Наша миссия: «Мы создаём мир идей для счастья взрослых и детей»
Увертюра
Увертюра
1
1
В ДАННОЙ ТОЧКЕ ВРЕМЕНИ И ПРОСТРАНСТВА этого мира Анна готовит себе макароны с сырным соусом. Однако о макаронах, которые разварились до совсем уж неаппетитного состояния, она и не думает. Так же как не думает и о том, над чем обещала себе поразмыслить во время этого короткого перерыва, – о своем соло для прослушивания. Но даже будь это единственным, что занимало бы ее мысли в оставшиеся до выступления дни, она все равно не смогла бы исполнить его идеально.
Вместо этого она представляет, как опускает левую руку в подсоленную воду, весело булькающую в кастрюле. Такие идеи посещают ее регулярно, хотя в реальности она, конечно, никогда бы не сделала ничего подобного. Это все равно что стоять на краю высокой скалы, испытывая необъяснимое желание прыгнуть. Не раз она воображала, как разбивает кулаком оконное стекло. Или как в ее запястье вгрызается любящая полаять соседская овчарка по кличке Уэнделл. Или как она опускается на колени и кладет ладони на подъездную дорожку, ведущую к дому, как раз в тот момент, когда машина родителей сдает назад, и колеса медленно наезжают на ее руки, вдавливая их в бетон. От постоянных занятий кисть безостановочно пульсирует, и она воспринимает эти странные видения как ментальный способ преодолеть боль, в некотором роде взять над ней верх.
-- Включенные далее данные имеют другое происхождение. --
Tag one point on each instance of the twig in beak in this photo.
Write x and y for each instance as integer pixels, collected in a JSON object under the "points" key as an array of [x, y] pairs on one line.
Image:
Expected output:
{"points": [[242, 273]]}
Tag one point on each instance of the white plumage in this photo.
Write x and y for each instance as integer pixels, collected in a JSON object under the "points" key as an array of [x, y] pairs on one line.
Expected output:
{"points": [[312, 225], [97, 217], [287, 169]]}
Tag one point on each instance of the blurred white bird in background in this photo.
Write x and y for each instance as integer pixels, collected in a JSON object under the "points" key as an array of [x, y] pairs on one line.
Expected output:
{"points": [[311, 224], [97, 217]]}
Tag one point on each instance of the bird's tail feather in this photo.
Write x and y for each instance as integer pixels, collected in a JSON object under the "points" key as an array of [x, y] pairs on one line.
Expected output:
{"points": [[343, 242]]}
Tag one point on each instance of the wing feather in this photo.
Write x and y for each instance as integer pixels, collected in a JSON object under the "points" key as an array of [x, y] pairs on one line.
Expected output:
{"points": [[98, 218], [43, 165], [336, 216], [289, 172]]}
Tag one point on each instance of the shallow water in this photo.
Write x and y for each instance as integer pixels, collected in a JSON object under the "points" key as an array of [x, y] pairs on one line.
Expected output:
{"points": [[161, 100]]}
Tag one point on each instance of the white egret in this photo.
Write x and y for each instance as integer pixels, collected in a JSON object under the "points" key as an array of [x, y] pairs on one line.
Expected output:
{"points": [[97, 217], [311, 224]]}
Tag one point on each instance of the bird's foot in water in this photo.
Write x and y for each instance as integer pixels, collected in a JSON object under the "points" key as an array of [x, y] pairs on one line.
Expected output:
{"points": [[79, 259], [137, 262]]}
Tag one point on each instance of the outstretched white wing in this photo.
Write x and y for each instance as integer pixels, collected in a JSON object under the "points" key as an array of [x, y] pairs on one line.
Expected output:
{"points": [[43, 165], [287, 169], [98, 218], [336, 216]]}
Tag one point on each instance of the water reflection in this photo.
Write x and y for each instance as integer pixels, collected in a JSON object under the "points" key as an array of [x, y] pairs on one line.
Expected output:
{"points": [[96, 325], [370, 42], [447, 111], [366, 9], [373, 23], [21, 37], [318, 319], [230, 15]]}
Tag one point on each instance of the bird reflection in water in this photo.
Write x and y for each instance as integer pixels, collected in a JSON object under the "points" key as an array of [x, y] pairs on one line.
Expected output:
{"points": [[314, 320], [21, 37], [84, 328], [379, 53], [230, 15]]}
Резкий телефонный звонок нарушает тишину, эхом разносясь по дому. Анна даже не двигается с места, чтобы взять трубку. Кто вообще звонит в такое время, в середине дня? Разве что торговые представители да какие-нибудь агентства, проводящие социологические опросы. Или Элиза. Боже, должно быть, это и вправду Элиза. Анна закрывает глаза, дожидаясь, когда телефон перестанет звонить. После нескольких секунд тишины звонок раздается снова. Это точно Элиза.
Элиза стала ее лучшей подругой с тех пор, как в возрасте пяти лет они начали вместе ходить на плавание. Анна и по сей день так представляет ее другим: «Моя лучшая подруга Элиза». Однако в последнее время ей кажется, что это звание слегка устарело, как заношенный и севший после многих стирок свитер. По правде сказать, сейчас ей трудно испытывать к Элизе что-либо, кроме раздражения. Ее стало слишком много, и слишком много всего было в ней.